RE: [PATCH 1/1] fs:ubifs:recovery:fixup UBIFS cannot recover master node issue

From: Bean Huo 霍斌斌 (beanhuo)
Date: Mon Feb 01 2016 - 02:18:56 EST


Hi, Richard

> From: Richard Weinberger [mailto:richard@xxxxxx]
> Sent: Thursday, January 28, 2016 5:32 PM
> To: Bean Huo 霍斌斌 (beanhuo); Artem Bityutskiy; Adrian Hunter; Brian
> Norris
> Cc: linux-mtd@xxxxxxxxxxxxxxxxxxx; linux-kernel@xxxxxxxxxxxxxxx; Boris
> Brezillon; Peter Pan 潘栋 (peterpandong); Karl Zhang 张双锣 (karlzhang);
> Jason Tian 田晓强 (jasontian)
> Subject: Re: [PATCH 1/1] fs:ubifs:recovery:fixup UBIFS cannot recover master
> node issue
>
> Bean,
>
> Am 28.01.2016 um 03:42 schrieb Bean Huo 霍斌斌 (beanhuo):
> >> This needs a much more detailed explanation.
> >> In which scenarios on SLC NAND can you get such an unmountable UBIFS?
> >
> >
> > It is my mistake involved SLC NAND.
> > Definitely, SLC NAND does not exist two pages being damaged within one
> block.
> > I mean that master should be recovered as long as one good master block
> >exists.
> > I think, at least this method is more reasonable.
> > My question is that why UBI doesn't recover master node for this scenario?
>
> UBIFS assumes that on SLC NAND already written pages must not corrupt. It
> can deal with the fact that pages can get damaged while writing them (think
> of a power cut).
> But if page X is written and UBIFS moves over to X + 1, X must never corrupt.
>
> If this happens, something very nasty happened and UBIFS cannot operate
> correctly.

Right, for SLC NAND, X will not be damaged, because power loss happened
While programming X +1.

> With your patch it may mount somehow but *will* die or lose data soon or
> later as the same assumptions apply to all other UBIFS operations. It is not
> just about master nodes.
> Master nodes are the messenger.
>
> UBIFS' strict checks turned out to be very valuable in the past to identify
> driver/MTD issues.
> This is why I like them so much.

> >> Maybe UBIFS is too strict and NAND behaves differently than UBIFS
> >> expects but we need to understand it in depth.
> > For this, I think, maybe MLC NAND had not been released yet when UBI
> initial design.
> > I would like to send my version 2 patch based on your suggestion.
>
> If you can explain in detail why UBIFS' assumptions are wrong and how such
> corruptions can happen on SLC we can talk.
> But I think then we'd have to redo a lot of UBI and UBIFS code.

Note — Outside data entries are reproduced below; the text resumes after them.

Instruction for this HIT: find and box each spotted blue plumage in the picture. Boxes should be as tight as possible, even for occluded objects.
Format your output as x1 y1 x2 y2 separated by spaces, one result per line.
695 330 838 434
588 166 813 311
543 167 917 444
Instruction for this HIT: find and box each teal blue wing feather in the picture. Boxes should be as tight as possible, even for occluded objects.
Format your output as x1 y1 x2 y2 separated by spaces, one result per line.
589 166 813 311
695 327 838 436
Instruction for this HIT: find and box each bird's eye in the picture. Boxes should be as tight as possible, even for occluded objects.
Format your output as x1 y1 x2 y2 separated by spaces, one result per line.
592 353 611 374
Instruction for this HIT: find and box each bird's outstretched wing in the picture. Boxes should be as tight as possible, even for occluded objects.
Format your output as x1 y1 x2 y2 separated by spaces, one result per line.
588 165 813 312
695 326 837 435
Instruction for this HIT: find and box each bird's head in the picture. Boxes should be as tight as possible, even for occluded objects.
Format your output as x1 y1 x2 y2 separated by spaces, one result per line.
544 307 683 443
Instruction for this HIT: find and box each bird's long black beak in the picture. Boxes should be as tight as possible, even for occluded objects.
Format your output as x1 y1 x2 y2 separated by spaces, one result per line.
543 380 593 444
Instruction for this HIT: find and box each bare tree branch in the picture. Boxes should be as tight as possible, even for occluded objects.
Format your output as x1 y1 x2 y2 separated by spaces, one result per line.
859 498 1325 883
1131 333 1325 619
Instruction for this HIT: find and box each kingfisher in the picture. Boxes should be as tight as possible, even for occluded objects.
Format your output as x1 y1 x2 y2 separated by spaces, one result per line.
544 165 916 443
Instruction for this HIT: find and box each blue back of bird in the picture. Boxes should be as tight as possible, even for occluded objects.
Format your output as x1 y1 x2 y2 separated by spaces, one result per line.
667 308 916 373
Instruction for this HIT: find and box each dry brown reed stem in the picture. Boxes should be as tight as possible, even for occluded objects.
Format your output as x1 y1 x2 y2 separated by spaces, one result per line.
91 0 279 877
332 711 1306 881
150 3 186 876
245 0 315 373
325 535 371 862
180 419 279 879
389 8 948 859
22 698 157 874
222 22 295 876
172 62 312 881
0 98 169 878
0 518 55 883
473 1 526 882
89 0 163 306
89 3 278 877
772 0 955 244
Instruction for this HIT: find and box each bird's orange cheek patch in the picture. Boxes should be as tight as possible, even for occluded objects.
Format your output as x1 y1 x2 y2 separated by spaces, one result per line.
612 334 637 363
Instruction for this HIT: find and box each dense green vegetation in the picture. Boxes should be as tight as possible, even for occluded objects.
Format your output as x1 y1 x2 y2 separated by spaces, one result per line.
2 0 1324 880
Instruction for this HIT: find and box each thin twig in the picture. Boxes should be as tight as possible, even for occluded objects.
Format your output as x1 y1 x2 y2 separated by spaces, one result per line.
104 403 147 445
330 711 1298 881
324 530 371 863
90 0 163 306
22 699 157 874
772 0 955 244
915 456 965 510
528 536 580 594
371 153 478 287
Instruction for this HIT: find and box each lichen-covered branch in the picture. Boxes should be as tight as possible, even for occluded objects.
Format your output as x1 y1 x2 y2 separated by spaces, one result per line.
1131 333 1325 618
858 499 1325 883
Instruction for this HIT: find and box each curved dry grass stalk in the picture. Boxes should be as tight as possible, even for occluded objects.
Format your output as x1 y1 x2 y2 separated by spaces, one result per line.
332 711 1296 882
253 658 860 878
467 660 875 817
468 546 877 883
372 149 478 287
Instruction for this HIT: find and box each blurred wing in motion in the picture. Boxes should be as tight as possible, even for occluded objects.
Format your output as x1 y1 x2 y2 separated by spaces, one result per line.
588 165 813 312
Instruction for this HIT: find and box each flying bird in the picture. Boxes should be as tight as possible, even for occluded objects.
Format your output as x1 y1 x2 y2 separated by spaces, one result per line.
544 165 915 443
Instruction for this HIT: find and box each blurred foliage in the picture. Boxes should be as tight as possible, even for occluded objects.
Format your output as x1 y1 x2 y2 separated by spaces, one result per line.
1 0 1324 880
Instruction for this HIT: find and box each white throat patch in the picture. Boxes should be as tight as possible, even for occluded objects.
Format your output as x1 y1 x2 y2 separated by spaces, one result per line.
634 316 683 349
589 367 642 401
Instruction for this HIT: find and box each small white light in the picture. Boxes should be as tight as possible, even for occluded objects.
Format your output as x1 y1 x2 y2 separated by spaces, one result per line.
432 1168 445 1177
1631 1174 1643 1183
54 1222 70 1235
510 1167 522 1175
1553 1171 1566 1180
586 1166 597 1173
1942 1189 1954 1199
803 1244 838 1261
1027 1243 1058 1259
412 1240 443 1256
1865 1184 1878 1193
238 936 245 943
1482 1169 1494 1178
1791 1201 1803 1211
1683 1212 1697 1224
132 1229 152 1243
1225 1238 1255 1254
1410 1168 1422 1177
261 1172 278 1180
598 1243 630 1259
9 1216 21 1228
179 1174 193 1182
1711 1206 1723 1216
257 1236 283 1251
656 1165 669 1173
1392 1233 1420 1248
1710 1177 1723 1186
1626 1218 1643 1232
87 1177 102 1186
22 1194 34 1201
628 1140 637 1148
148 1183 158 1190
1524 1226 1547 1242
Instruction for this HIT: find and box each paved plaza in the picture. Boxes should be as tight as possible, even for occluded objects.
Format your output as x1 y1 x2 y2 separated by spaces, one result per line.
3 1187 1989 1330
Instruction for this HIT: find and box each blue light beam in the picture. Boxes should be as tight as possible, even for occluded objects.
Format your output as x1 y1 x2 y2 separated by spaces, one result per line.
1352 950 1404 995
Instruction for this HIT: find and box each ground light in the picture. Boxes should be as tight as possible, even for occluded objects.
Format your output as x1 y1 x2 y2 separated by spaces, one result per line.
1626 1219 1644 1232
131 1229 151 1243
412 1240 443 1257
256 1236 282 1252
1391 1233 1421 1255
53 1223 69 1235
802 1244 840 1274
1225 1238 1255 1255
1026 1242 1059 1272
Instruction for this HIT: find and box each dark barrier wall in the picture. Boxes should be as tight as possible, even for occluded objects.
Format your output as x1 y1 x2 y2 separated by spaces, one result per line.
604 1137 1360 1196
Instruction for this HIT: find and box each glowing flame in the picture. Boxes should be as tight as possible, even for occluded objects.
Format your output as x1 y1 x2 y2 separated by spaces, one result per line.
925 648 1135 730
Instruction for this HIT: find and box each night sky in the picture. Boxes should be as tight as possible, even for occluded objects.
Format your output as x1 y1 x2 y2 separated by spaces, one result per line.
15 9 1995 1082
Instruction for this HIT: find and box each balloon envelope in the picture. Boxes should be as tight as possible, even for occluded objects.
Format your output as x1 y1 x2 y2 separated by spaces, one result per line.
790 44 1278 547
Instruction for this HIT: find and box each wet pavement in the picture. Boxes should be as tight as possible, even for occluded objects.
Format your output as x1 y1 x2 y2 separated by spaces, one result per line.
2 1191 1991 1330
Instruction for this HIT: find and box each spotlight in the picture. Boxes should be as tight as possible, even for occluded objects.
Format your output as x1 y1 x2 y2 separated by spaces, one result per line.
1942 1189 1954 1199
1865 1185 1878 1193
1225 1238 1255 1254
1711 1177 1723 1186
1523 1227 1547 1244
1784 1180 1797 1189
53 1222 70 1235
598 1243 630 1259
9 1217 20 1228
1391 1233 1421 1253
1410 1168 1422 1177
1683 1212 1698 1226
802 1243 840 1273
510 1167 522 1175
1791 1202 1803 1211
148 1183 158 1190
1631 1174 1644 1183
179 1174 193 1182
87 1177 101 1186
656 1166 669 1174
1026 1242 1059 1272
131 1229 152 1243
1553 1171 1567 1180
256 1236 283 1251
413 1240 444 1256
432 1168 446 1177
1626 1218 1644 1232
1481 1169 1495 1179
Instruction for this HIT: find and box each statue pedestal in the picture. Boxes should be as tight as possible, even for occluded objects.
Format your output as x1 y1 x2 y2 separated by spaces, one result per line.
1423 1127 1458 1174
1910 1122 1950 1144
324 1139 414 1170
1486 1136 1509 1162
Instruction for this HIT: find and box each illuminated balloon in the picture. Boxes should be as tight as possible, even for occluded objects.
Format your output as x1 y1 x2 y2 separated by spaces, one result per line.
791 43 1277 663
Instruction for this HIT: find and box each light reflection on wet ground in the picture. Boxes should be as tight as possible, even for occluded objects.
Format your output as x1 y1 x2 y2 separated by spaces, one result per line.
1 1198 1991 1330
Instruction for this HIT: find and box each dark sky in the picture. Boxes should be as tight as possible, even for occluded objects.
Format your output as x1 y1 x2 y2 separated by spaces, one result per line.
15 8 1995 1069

I will hack my patch again, and double check these strict checks.
But I still insist on Master node should always be recovered by another good master,
even if two corrupted pages exist in one block. This is more reasonable and reliable.
Of course, so far, we did not meet this scenario on SLC NAND.
Current UBIFS master node recovery mechanism totally can handle with
Power loss no matter MLC or SLC, why not let UBIFS more reliable? Two master node blocks
Just for SLC NAND?
> Thanks,
> //richard